Standard & Poor’s Ratings Services has affirmed its “BB+” long-term counterparty credit and senior unsecured debt ratings on Dundee Bancorp Inc., the parent company of Dundee Wealth Management Inc. It has revised the outlook to stable from negative.

S&P says the revision reflects the improvements seen in the operating earnings of Dundee’s wealth management division, the positive results that are being shown on the corporate portfolio, and the continued success with the integration of Canadian First Financial Group Inc. and StrategicNova Inc., which were acquired in 2002.

The outlook revision also reflects the success of Dundee Realty Corp.’s conversion to a REIT, which creates a steady stream of cash flow.

As well, the improving conditions of the global equity markets continue to provide an updraft to Dundee’s merchant banking and wealth management businesses.

S&P says the ratings on Dundee reflect the quality of the company’s equity base, the quality of its merchant banking portfolio; and the position of its wealth management franchise in the Canadian market.

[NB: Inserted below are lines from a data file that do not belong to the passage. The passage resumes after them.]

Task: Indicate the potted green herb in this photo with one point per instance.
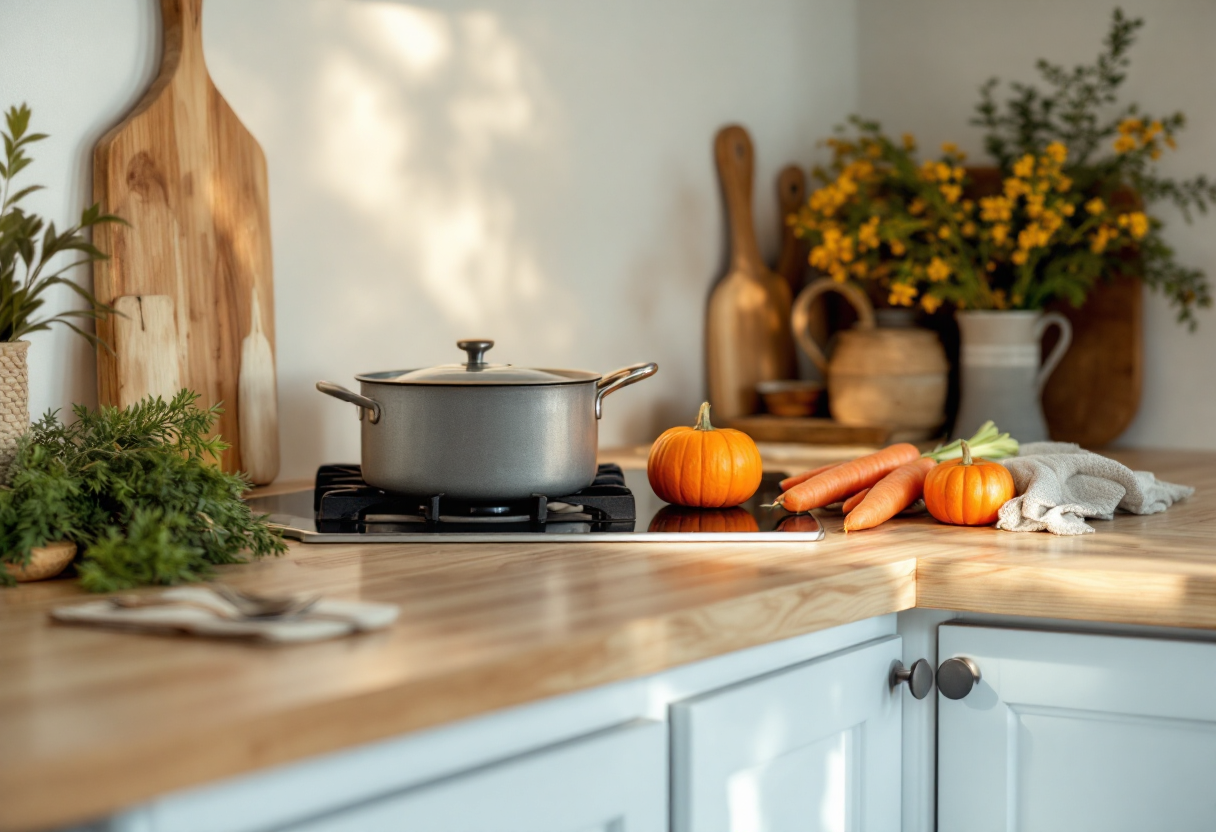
(31, 264)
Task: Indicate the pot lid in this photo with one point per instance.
(478, 371)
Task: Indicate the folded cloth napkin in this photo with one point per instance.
(1059, 484)
(201, 611)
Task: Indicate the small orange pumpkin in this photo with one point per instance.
(704, 466)
(679, 518)
(968, 492)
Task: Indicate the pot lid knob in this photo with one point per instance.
(476, 350)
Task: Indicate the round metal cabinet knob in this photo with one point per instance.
(918, 676)
(957, 676)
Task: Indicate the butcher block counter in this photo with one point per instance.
(94, 720)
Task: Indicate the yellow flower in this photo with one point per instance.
(902, 294)
(1101, 237)
(1014, 189)
(1136, 223)
(996, 209)
(867, 235)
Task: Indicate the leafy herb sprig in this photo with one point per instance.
(134, 489)
(24, 259)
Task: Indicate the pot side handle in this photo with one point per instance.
(362, 402)
(624, 377)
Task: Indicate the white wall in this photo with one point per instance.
(534, 172)
(922, 62)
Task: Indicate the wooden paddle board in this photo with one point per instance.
(191, 181)
(747, 326)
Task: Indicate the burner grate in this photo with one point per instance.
(343, 501)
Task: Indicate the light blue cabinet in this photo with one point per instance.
(816, 747)
(611, 782)
(1079, 732)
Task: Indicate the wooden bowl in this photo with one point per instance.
(791, 397)
(44, 562)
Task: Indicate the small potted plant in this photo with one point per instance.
(34, 257)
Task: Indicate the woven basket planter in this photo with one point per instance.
(13, 402)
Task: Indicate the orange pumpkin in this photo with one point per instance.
(967, 492)
(679, 518)
(704, 466)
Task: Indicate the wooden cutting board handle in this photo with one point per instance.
(736, 167)
(791, 196)
(191, 181)
(747, 321)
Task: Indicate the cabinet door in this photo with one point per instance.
(1077, 732)
(614, 781)
(812, 748)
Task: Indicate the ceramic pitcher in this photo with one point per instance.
(878, 377)
(1001, 374)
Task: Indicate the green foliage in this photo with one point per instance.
(1112, 150)
(135, 490)
(24, 273)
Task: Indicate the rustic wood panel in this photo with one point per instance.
(747, 321)
(191, 181)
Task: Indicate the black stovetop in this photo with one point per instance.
(619, 505)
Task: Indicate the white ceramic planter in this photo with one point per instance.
(1001, 375)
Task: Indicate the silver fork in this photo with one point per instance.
(265, 606)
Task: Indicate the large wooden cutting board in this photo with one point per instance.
(191, 181)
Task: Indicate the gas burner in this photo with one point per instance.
(343, 502)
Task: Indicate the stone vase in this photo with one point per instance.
(1002, 375)
(13, 402)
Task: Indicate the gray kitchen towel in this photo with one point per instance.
(1059, 485)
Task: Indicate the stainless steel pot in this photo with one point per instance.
(482, 431)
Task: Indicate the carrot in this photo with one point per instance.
(789, 482)
(893, 494)
(846, 479)
(851, 502)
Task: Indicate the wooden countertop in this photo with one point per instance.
(91, 720)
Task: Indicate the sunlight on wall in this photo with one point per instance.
(400, 69)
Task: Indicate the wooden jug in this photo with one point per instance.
(895, 378)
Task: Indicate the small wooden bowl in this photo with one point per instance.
(791, 397)
(44, 562)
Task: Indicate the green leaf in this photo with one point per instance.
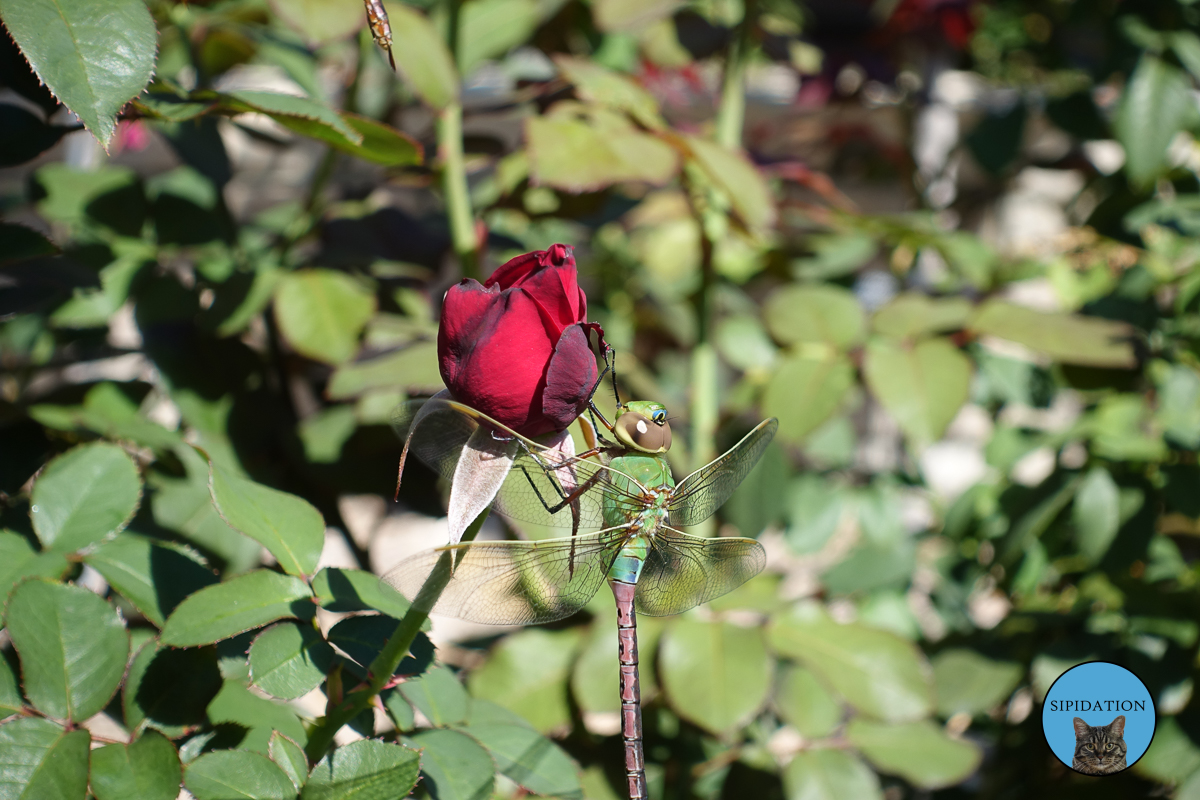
(715, 674)
(70, 192)
(527, 674)
(528, 758)
(923, 386)
(237, 775)
(597, 669)
(84, 495)
(363, 638)
(321, 20)
(289, 757)
(154, 576)
(490, 29)
(23, 137)
(288, 527)
(438, 696)
(238, 605)
(815, 509)
(921, 752)
(805, 703)
(147, 769)
(235, 703)
(421, 56)
(970, 683)
(577, 155)
(300, 114)
(10, 695)
(95, 55)
(1179, 404)
(364, 770)
(815, 314)
(42, 761)
(829, 775)
(454, 764)
(1157, 103)
(382, 144)
(600, 85)
(18, 560)
(415, 366)
(72, 647)
(322, 312)
(169, 690)
(738, 178)
(289, 660)
(804, 391)
(912, 314)
(631, 16)
(835, 254)
(876, 672)
(357, 590)
(1096, 513)
(1086, 341)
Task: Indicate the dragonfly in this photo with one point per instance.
(624, 511)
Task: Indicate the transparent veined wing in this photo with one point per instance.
(696, 497)
(544, 486)
(684, 571)
(513, 583)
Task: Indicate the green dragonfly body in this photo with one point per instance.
(630, 497)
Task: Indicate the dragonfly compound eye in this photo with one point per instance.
(640, 433)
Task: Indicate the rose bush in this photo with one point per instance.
(519, 347)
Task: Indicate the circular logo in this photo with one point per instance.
(1098, 719)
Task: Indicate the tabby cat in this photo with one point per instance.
(1099, 750)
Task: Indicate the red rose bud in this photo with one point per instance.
(519, 348)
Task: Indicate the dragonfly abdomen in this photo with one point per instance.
(630, 689)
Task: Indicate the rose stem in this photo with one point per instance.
(454, 170)
(394, 651)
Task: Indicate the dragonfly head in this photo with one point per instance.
(642, 426)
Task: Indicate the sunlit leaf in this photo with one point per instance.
(237, 775)
(42, 761)
(364, 770)
(85, 495)
(147, 769)
(238, 605)
(715, 674)
(923, 386)
(921, 752)
(876, 672)
(95, 55)
(72, 645)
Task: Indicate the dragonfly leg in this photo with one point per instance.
(630, 689)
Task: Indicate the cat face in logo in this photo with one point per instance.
(1099, 750)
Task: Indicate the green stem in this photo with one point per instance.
(394, 651)
(454, 169)
(454, 184)
(732, 110)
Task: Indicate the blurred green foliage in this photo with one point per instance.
(953, 250)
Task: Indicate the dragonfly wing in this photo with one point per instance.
(513, 583)
(705, 491)
(544, 486)
(683, 571)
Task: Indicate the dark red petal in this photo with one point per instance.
(515, 270)
(571, 376)
(463, 311)
(503, 373)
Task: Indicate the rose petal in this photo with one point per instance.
(503, 373)
(571, 376)
(478, 476)
(465, 311)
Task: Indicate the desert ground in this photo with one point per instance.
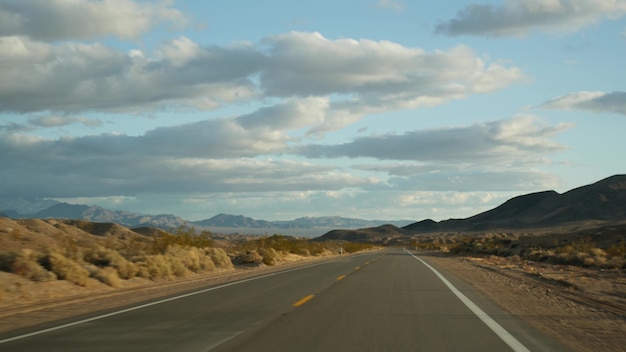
(584, 306)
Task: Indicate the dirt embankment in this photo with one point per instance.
(583, 308)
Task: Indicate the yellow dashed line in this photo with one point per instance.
(303, 301)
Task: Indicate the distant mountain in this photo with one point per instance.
(380, 234)
(220, 222)
(603, 201)
(234, 221)
(15, 206)
(99, 214)
(325, 222)
(336, 222)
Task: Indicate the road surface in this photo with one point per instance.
(383, 301)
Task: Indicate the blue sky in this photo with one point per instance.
(281, 109)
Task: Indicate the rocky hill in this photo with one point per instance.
(601, 202)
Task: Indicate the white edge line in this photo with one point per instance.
(489, 321)
(39, 332)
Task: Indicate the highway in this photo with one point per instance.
(382, 301)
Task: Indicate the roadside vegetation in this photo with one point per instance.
(79, 257)
(580, 252)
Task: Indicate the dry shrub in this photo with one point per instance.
(177, 266)
(25, 264)
(270, 257)
(219, 258)
(154, 267)
(103, 257)
(188, 257)
(65, 269)
(250, 257)
(109, 276)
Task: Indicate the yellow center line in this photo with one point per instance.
(303, 301)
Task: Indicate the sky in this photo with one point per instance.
(277, 109)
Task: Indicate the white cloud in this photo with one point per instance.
(343, 79)
(520, 139)
(521, 17)
(597, 102)
(72, 77)
(390, 4)
(55, 121)
(50, 20)
(159, 162)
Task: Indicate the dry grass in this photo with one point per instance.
(86, 253)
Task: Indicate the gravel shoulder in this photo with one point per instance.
(583, 308)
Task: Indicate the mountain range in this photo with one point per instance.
(601, 202)
(223, 222)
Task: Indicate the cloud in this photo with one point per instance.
(55, 121)
(374, 76)
(521, 17)
(390, 4)
(361, 76)
(104, 165)
(72, 77)
(597, 102)
(52, 20)
(508, 141)
(310, 64)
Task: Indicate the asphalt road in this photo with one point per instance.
(385, 301)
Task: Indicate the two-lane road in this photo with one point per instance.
(386, 301)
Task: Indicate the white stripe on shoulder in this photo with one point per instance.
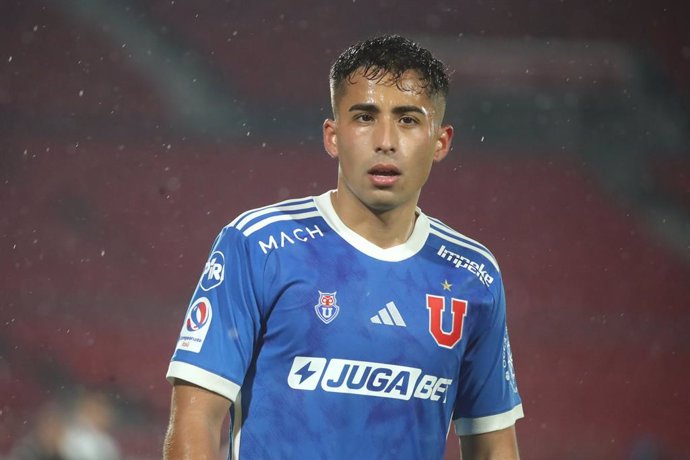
(271, 209)
(306, 200)
(443, 227)
(481, 251)
(269, 220)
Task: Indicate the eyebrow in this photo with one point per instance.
(373, 108)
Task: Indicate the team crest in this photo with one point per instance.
(327, 308)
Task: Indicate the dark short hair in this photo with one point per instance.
(390, 56)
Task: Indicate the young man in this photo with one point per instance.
(351, 325)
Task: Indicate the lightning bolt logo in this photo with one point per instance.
(305, 373)
(302, 372)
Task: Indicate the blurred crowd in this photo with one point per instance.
(75, 428)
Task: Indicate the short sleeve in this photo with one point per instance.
(488, 398)
(222, 322)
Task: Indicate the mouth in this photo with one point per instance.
(383, 175)
(384, 170)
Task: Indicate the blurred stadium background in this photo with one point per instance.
(131, 132)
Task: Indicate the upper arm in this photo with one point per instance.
(196, 418)
(494, 445)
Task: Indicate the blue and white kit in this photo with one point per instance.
(332, 347)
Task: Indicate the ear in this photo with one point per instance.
(330, 138)
(445, 136)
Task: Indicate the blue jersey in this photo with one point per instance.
(332, 347)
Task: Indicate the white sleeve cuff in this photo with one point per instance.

It adds that the credit risks facing Dundee include its exposure to the equity markets through its real estate, merchant banking, and wealth management businesses, the high industry and single-name concentrations in corporate portfolio, the small (2%) market share held and lack of scale within the Canadian mutual fund sector, and the increasing level of competition in the wealth management sector, which continues to place pressure on asset growth and margins.